His last position was the Chairman of Majlis Amanah Rakyat (MARA) (16 July 2004 – 2009). He was also chairman of the University of Kuala Lumpur and Pro Chancellor (UniKL).

==Politics==
He was elected by the prime minister of Malaysia Tun Abdullah Ahmad Badawi to contest the Parit Buntar parliamentary constituency in the 2004 General Elections and defeated his incumbent Datuk Dr Hasan Mohamed Ali. Abdul Hamid received 19,317 votes while Dr Hasan received 14,619 votes. Earlier, Dr Hasan defeated BN-UMNO candidate Abdul Rahman Suliman, a journalist with a majority of 2,094.

Abdul Hamid's victory was also accompanied by a victory of BN-UMNO in Titi Serong state seat and retaining Batu Kurau constituency.

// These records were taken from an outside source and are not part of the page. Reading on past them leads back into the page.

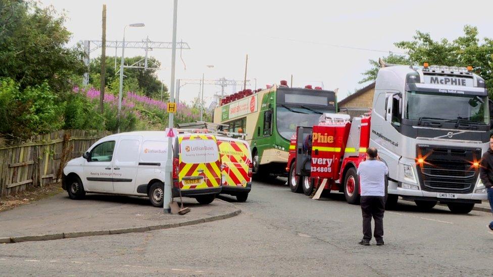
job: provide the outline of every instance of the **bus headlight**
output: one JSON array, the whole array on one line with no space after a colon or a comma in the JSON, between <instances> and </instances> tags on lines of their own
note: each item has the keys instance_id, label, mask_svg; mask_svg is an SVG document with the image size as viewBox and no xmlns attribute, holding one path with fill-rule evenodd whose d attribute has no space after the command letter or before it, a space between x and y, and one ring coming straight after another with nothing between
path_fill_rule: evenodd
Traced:
<instances>
[{"instance_id":1,"label":"bus headlight","mask_svg":"<svg viewBox=\"0 0 493 277\"><path fill-rule=\"evenodd\" d=\"M486 187L483 185L481 178L478 178L478 181L476 182L476 190L474 191L474 192L476 193L486 193Z\"/></svg>"},{"instance_id":2,"label":"bus headlight","mask_svg":"<svg viewBox=\"0 0 493 277\"><path fill-rule=\"evenodd\" d=\"M403 164L403 165L404 168L404 180L416 184L416 177L414 176L413 167L409 164Z\"/></svg>"}]
</instances>

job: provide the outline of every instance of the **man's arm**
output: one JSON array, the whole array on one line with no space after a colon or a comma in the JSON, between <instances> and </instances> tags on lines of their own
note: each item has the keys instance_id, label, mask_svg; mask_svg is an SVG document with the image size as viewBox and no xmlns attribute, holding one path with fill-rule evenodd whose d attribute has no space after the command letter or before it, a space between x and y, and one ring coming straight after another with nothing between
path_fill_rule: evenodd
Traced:
<instances>
[{"instance_id":1,"label":"man's arm","mask_svg":"<svg viewBox=\"0 0 493 277\"><path fill-rule=\"evenodd\" d=\"M485 153L483 155L482 158L481 159L481 165L479 167L479 178L483 182L483 185L486 188L491 187L491 182L488 178L488 172L491 170L488 163L488 153Z\"/></svg>"}]
</instances>

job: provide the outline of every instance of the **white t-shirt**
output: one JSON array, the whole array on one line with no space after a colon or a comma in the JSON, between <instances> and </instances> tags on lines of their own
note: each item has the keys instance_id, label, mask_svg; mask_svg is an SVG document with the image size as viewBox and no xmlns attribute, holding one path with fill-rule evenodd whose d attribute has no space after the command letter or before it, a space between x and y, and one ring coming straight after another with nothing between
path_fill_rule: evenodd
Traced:
<instances>
[{"instance_id":1,"label":"white t-shirt","mask_svg":"<svg viewBox=\"0 0 493 277\"><path fill-rule=\"evenodd\" d=\"M388 169L379 160L367 160L360 163L358 175L360 177L362 196L384 196L385 176Z\"/></svg>"}]
</instances>

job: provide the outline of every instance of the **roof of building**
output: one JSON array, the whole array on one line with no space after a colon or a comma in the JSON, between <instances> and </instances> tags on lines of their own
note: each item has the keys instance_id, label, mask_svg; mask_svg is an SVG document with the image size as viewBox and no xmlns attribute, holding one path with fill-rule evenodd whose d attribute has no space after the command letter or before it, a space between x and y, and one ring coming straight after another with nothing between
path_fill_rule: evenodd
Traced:
<instances>
[{"instance_id":1,"label":"roof of building","mask_svg":"<svg viewBox=\"0 0 493 277\"><path fill-rule=\"evenodd\" d=\"M370 90L372 88L375 88L375 82L373 82L371 84L370 84L369 85L360 89L359 90L351 94L351 95L348 96L348 97L343 99L342 100L341 100L337 103L337 104L338 105L343 105L347 103L348 102L349 102L351 100L353 100L353 99L361 95L361 94L363 94L365 92L366 92L367 91Z\"/></svg>"}]
</instances>

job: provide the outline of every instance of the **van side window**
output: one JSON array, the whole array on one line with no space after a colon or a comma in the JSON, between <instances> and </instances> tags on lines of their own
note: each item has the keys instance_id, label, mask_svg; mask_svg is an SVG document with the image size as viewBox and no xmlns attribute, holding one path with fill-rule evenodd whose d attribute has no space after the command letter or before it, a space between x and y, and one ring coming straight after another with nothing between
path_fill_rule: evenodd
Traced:
<instances>
[{"instance_id":1,"label":"van side window","mask_svg":"<svg viewBox=\"0 0 493 277\"><path fill-rule=\"evenodd\" d=\"M272 128L272 110L268 109L264 112L264 135L270 135Z\"/></svg>"},{"instance_id":2,"label":"van side window","mask_svg":"<svg viewBox=\"0 0 493 277\"><path fill-rule=\"evenodd\" d=\"M115 149L115 141L105 141L91 150L90 161L111 161Z\"/></svg>"}]
</instances>

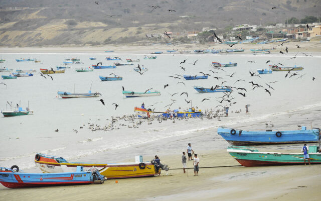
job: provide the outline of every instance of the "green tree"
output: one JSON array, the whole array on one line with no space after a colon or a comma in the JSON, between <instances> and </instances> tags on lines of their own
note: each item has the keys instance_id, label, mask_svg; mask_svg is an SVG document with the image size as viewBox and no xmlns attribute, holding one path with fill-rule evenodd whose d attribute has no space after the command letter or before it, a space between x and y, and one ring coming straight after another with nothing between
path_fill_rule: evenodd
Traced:
<instances>
[{"instance_id":1,"label":"green tree","mask_svg":"<svg viewBox=\"0 0 321 201\"><path fill-rule=\"evenodd\" d=\"M307 24L316 22L317 20L317 18L314 16L305 16L305 17L302 19L301 19L301 24Z\"/></svg>"}]
</instances>

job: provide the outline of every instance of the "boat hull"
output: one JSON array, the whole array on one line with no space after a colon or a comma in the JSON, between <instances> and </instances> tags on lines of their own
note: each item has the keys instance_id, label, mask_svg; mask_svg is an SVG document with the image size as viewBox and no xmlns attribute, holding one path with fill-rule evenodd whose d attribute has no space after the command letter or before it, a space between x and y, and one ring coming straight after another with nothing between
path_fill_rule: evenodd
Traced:
<instances>
[{"instance_id":1,"label":"boat hull","mask_svg":"<svg viewBox=\"0 0 321 201\"><path fill-rule=\"evenodd\" d=\"M234 131L233 131L234 130ZM317 142L318 130L245 131L219 128L217 133L232 145ZM234 134L232 134L234 133Z\"/></svg>"}]
</instances>

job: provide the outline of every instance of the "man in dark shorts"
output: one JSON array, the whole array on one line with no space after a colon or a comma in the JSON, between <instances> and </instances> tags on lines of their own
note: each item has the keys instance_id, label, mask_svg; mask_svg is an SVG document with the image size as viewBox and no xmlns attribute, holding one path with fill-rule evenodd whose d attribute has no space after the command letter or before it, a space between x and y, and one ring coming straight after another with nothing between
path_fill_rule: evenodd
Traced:
<instances>
[{"instance_id":1,"label":"man in dark shorts","mask_svg":"<svg viewBox=\"0 0 321 201\"><path fill-rule=\"evenodd\" d=\"M192 149L191 143L189 143L189 146L187 146L187 155L189 156L189 160L193 160L193 158L192 158L192 152L194 153L194 151ZM191 159L190 159L190 158L191 158Z\"/></svg>"}]
</instances>

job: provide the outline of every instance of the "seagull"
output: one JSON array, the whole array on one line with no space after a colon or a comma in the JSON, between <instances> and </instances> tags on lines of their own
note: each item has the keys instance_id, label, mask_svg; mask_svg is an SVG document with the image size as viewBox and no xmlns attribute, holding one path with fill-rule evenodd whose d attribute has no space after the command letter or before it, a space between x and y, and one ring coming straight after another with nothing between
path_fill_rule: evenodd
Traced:
<instances>
[{"instance_id":1,"label":"seagull","mask_svg":"<svg viewBox=\"0 0 321 201\"><path fill-rule=\"evenodd\" d=\"M41 76L42 76L43 77L45 77L45 78L46 78L46 79L47 79L47 77L45 77L45 76L44 76L44 75L43 75L42 73L40 72L39 73L40 73L40 74L41 75Z\"/></svg>"},{"instance_id":2,"label":"seagull","mask_svg":"<svg viewBox=\"0 0 321 201\"><path fill-rule=\"evenodd\" d=\"M312 56L312 55L310 55L310 54L305 54L305 53L303 53L303 52L301 52L301 53L302 54L304 54L304 55L305 55L305 56L311 56L311 57L313 57L313 56Z\"/></svg>"},{"instance_id":3,"label":"seagull","mask_svg":"<svg viewBox=\"0 0 321 201\"><path fill-rule=\"evenodd\" d=\"M182 62L181 62L181 63L180 63L180 64L182 64L182 63L185 63L185 62L186 62L186 59L185 59L185 60L184 60ZM184 69L184 70L185 70Z\"/></svg>"},{"instance_id":4,"label":"seagull","mask_svg":"<svg viewBox=\"0 0 321 201\"><path fill-rule=\"evenodd\" d=\"M54 80L54 79L53 79L53 78L52 78L52 76L51 76L50 75L49 75L49 74L47 74L47 76L49 76L49 77L50 77L51 78L51 79L52 79L53 81Z\"/></svg>"},{"instance_id":5,"label":"seagull","mask_svg":"<svg viewBox=\"0 0 321 201\"><path fill-rule=\"evenodd\" d=\"M117 107L118 107L118 105L117 105L116 104L112 104L112 105L115 105L115 110L116 110L116 109L117 109Z\"/></svg>"},{"instance_id":6,"label":"seagull","mask_svg":"<svg viewBox=\"0 0 321 201\"><path fill-rule=\"evenodd\" d=\"M165 36L168 36L169 38L170 38L170 39L171 39L171 37L169 36L169 34L167 33L167 32L166 31L166 30L165 30Z\"/></svg>"}]
</instances>

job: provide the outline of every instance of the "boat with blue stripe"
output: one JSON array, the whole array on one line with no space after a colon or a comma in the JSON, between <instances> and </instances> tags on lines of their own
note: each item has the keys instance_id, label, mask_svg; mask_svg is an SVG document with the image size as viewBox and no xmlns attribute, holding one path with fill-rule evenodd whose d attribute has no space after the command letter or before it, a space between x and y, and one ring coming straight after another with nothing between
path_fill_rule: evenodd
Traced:
<instances>
[{"instance_id":1,"label":"boat with blue stripe","mask_svg":"<svg viewBox=\"0 0 321 201\"><path fill-rule=\"evenodd\" d=\"M257 144L303 143L318 142L318 128L292 131L246 131L240 129L219 128L217 133L232 145L247 146Z\"/></svg>"},{"instance_id":2,"label":"boat with blue stripe","mask_svg":"<svg viewBox=\"0 0 321 201\"><path fill-rule=\"evenodd\" d=\"M191 80L192 79L207 79L208 78L208 76L207 75L205 75L205 76L191 76L191 75L184 75L183 77L184 77L184 79L185 79L187 80Z\"/></svg>"},{"instance_id":3,"label":"boat with blue stripe","mask_svg":"<svg viewBox=\"0 0 321 201\"><path fill-rule=\"evenodd\" d=\"M231 87L226 87L222 86L217 88L204 88L202 86L194 86L194 89L199 93L213 93L215 92L232 92L233 89Z\"/></svg>"}]
</instances>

But Abdul Hamid was not elected as a candidate in the 2008 general election. His place was recaptured by Senator Datuk Abdul Rahman Suliman against Dr Mujahid Yusof Rawa. It turned out that the BN-UMNO candidate lost to PAS candidate with a majority of 7,551 votes. In 2013, Datuk Dr Mujahid once again won by defeating Mua'amar Ghadafi Jamal Datuk Wira Jamaludin from BN-UMNO with the majority increasing to 8,476 votes.

==Election results==

Parliament of Malaysia
| Year | Constituency | Candidate |  | Votes | Pct | Opponent(s) |  | Votes | Pct | Ballots cast | Majority | Turnout |
|---|---|---|---|---|---|---|---|---|---|---|---|---|
| 2004 | P057 Parit Buntar |  | Abdul Hamid Zainal Abidin (UMNO) | 19,312 | 56.91% |  | Hasan Mohamed Ali (PAS) | 14,623 | 43.09% | 34,567 | 4,689 | 77.16% |

==Honours==
- Malaysia
  - Officer of the Order of the Defender of the Realm (KMN) (1989)
  - Companion of the Order of Loyalty to the Crown of Malaysia (JSM) (1995)
  - Commander of the Order of Meritorious Service (PJN) – Datuk (1999)
  - Commander of the Order of Loyalty to the Crown of Malaysia (PSM) – Tan Sri (2011)
- Malaysian Armed Forces
  - Warrior of the Most Gallant Order of Military Service (PAT) (1991)
- Perak
  - Knight Commander of the Order of the Perak State Crown (DPMP) – Dato' (1991)
  - Knight Grand Commander of the Order of the Perak State Crown (SPMP) – Dato' Seri (2003)

==Death==
In 2000, Abdul Hamid Zainal Abidin had undergone a cardiac arrest surgery.

On December 30, 2014, he died at the National Heart Institute (IJN), Kuala Lumpur due to shortness of breath and heart attack at the age of 70. The court will be buried at the Bandar Tun Hussein Onn Islamic Cemetery, Cheras.